With data A And b function takes the smallest value. The proof of this fact is given.

That's the whole method of least squares. Formula for finding the parameter a contains the sums , , , and the parameter n- amount of experimental data. The values of these sums are recommended to be calculated separately. Coefficient b found after calculation a.

It's time to remember the original example.

Solution.

In our example n=5. We fill in the table for the convenience of calculating the amounts that are included in the formulas of the required coefficients.

The values in the fourth row of the table are obtained by multiplying the values of the 2nd row by the values of the 3rd row for each number i.

The values in the fifth row of the table are obtained by squaring the values of the 2nd row for each number i.

The values of the last column of the table are the sums of the values across the rows.

We use the formulas of the least squares method to find the coefficients A And b.

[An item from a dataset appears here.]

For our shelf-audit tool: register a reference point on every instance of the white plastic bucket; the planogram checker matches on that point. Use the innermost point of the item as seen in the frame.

We substitute in them the corresponding values from the last column of the table:

Hence, y=0.165x+2.184 is the desired approximating straight line.

It remains to find out which of the lines y=0.165x+2.184 or better approximates the original data, i.e. to make an estimate using the least squares method.

Estimation of the error of the method of least squares.

To do this, you need to calculate the sums of squared deviations of the original data from these lines And , a smaller value corresponds to a line that better approximates the original data in terms of the least squares method.

Since , then the line y=0.165x+2.184 approximates the original data better.

Graphic illustration of the least squares method (LSM).

Everything looks great on the charts. The red line is the found line y=0.165x+2.184, the blue line is , the pink dots are the original data.

What is it for, what are all these approximations for?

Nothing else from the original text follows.